Redford’s Amy Tan: Unintended Memoir will be shown virtually this Saturday, May 1 during CAAMFest 2021. It also premieres on Monday, May 3 on PBS for Asian Pacific American Heritage Month. AsAmNews is a proud media partner of CAAMFest.

“I wouldn’t have done this with anybody else,” Tan said about the documentary. “Jamie was a very special person and I had absolute trust in him. He feared that he would do something that would offend me or be embarrassing to me and I just said, ‘I have complete trust in you, and you don’t even have to ask. You don’t have to show me anything.'”

In a wide-ranging conversation with the media at the Sundance Film Festival, Tan also shared her thoughts on the writing process, life after The Joy Luck Club and the movie Crazy Rich Asians:

On the success of Crazy Rich Asians

“I was so glad to see that movie. In fact, I saw it about five times. Kevin Kwan (author of Crazy Rich Asians) and I have talked about this, that it is a long time coming. And I think that it had to achieve commercial success before we could see more films like this happen in the future. I think that Crazy Rich Asians did that.”

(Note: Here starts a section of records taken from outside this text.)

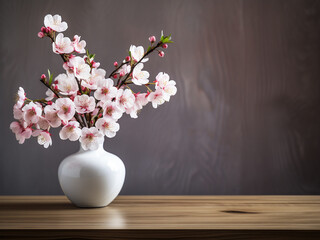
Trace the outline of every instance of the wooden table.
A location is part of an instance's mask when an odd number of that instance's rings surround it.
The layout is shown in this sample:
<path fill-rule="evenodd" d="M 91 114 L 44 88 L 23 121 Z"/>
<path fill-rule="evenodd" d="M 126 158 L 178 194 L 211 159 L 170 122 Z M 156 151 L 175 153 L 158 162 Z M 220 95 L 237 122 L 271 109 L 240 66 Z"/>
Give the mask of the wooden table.
<path fill-rule="evenodd" d="M 320 239 L 320 196 L 0 196 L 0 239 Z"/>

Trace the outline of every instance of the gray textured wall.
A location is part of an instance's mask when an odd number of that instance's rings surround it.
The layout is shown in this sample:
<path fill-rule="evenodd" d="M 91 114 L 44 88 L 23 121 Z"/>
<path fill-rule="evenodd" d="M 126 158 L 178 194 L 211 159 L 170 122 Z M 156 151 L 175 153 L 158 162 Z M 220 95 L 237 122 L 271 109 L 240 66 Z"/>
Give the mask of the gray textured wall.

On dressing up as a dominatrix and performing with the Rock Bottom Remainders, a rock band made up of authors such as Dave Berry and Stephen King: 

“I was not a singer. For some reason, I thought we were just going to wear costumes and joke on stage or lip synch or something. So I was shocked when I actually had to sing and I had a paralyzed vocal cord—nothing would come out. But I discovered through being with the band, you don’t always have to take yourself seriously, and that when you do perform, it really is about the audience. It’s not about you. You have to get the audience to have fun, to just let go at the same time. and so, it was more about attitude and presenting myself in a way that was comedic. So if you don’t have a good voice, attitude covers a lot. Wearing a dominatrix outfit covers a lot of lack of talent.”

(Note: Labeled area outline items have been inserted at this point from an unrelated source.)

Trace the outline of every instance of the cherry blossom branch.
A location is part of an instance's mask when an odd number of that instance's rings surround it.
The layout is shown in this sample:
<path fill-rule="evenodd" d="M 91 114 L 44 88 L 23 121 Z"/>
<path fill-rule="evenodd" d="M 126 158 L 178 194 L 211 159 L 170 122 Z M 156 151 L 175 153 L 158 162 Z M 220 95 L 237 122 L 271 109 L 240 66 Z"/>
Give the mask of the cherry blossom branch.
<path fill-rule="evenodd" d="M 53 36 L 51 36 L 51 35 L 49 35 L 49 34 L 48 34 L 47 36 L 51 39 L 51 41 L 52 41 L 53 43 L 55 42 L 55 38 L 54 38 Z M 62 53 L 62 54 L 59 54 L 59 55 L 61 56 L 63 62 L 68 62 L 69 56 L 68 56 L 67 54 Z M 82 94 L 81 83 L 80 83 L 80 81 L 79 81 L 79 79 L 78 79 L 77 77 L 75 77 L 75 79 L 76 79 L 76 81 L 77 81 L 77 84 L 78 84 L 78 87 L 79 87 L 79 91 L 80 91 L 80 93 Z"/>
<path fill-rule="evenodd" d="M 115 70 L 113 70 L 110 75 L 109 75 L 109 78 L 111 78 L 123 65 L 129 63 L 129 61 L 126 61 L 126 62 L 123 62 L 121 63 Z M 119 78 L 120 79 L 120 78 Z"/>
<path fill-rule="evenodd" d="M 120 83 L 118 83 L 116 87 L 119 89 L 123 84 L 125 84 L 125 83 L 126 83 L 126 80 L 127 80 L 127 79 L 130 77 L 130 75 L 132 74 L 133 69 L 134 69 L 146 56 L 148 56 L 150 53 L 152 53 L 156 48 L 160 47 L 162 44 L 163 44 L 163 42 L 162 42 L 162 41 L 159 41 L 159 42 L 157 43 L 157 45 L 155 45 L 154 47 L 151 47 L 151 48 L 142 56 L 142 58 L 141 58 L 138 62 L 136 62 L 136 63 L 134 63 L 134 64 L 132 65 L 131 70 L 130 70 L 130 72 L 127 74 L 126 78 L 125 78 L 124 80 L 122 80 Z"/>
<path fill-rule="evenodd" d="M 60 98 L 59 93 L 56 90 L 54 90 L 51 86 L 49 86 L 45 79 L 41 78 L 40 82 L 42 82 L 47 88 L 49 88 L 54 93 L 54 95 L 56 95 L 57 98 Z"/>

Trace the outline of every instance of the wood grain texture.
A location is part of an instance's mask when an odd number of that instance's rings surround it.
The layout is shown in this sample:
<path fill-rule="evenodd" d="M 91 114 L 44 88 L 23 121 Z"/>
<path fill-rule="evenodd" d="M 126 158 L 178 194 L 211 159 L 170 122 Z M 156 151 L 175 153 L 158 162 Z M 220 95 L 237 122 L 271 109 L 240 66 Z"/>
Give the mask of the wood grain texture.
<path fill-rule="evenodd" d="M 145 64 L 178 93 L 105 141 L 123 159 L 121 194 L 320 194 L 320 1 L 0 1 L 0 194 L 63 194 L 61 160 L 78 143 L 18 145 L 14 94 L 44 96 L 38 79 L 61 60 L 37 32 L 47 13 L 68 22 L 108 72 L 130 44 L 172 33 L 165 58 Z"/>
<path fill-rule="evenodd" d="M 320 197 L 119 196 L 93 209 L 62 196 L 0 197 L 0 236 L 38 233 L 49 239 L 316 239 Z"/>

On her early days as a writer: 

“I was from the very early ages, a storyteller. I did not, however, think that I would ever be a writer. There was no model out there. There were barely women out there who were acknowledged as writers, let alone an Asian American. So no, I never dreamed that at all. It seemed impossible. It never even occurred to me. So it wasn’t until I was a business writer and writing about things that didn’t matter to me—-telecommunications, account management—that I thought to do something that was much more meaningful to me.”

On settling into life after The Joy Luck Club and overcoming fear, depression and feeling out of control: 

“One thing that I did, I wrote down things that were important and I said, ‘Do not lose yourself. You can get sucked into this kind of success, and you might believe you’re better than you are or worse than you are because that’s what you’ll hear from people. You just have to stay solid and know the reasons why you write and what’s important.”

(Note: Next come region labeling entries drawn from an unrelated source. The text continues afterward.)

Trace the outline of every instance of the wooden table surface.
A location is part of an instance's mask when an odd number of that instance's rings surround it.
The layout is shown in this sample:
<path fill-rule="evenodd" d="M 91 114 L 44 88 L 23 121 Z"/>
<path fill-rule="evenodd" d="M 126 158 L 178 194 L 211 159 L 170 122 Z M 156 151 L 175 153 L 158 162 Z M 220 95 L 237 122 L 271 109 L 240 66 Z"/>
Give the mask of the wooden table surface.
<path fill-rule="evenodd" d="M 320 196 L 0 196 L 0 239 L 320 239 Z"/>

On accusations that she aired her family’s “dirty laundry:”

“I did not encounter people who felt that they had been maligned. In fact, I had people who thought they were in the book who were not. The person who was most exposed in the books, of course, would have been my mother, but my mother was the opposite of what you might imagine. She wanted more books about her. She wanted me to tell the true story. She knew that The Joy Luck Club was fiction, that it was not a representation of her real life.”

On how it feels to finish a book:

“One of the most difficult parts of writing is when I reach the end and I have finished the book, and that is when I have existential death. I’m pretty sure that my life is over once it gets out in public, and I just go through this terrible feeling for about five minutes, and then I just have to say, ‘It doesn’t matter. You wrote the book you wanted to write.'”

Once again, Amy Tan: Unintended Memoir will be shown virtually this Saturday, May 1 during CAAMFest 2021. It also premieres on Monday, May 3 on PBS for Asian Pacific American Heritage Month. The film made its world premiere at the Sundance Film Festival in February.